6 августа 1880 года Флорентий Федорович в ответ на письмо Н. А. Корфа уверяет барона в справедливости тех предположений, которые по этому вопросу у того возникли.
Обрадованный Николай Александрович 20 сентября 1880 года тут же пишет новое письмо в Ялуторовск, ставя в известность Флорентия Федоровича о том, что он уже успел сделать.

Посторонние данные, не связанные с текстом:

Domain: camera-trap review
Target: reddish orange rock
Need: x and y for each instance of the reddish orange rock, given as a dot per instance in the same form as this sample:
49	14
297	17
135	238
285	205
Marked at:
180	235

«С величайшим наслаждением, — сообщал Н. А. Корф, — прочел я Вашу политическую исповедь, так как из нее узнал о том, что Вы крайне далеки от тех врагов прогресса России, которые своими немалыми крайностями чуть не затормозили роста России и заставили безвинно страдать не одного Вас. Будем надеяться на то, что все меры, принятые гр. Лорис-Меликовым и сделанные им назначения предвосхищают и близкий конец Ваших страданий; я верю Вашему честному слову, а потому мысль о том, какое горе на Вас обрушилось, просто терзает меня. Эти сердечные страдания еще более усиливаются тем, что все, предпринятое мною до сих пор, не принесло никакого успеха: я писал Орлову, Е. И. Чертковой и управляющему делами печати Абазе, имея у каждого из названных особ, как говорится, “сильную руку”. Но Абаза вовсе не отвечал мне, а Черткова отвечала очень любезно, причем, однако, указывала лишь на то, что гуманность гр. Лорис-Меликова сможет служить порукою за Ваше скорое освобождение, но что протекции граф решительно никакой не допускает; впрочем моя просьба передана Чертковой гр. Лорису-Меликову. В письме своем Вы указываете мне столько сильных людей, принимающих в Вас участие, что трудно себе и представить, чтобы Вам не удалось скоро оправиться».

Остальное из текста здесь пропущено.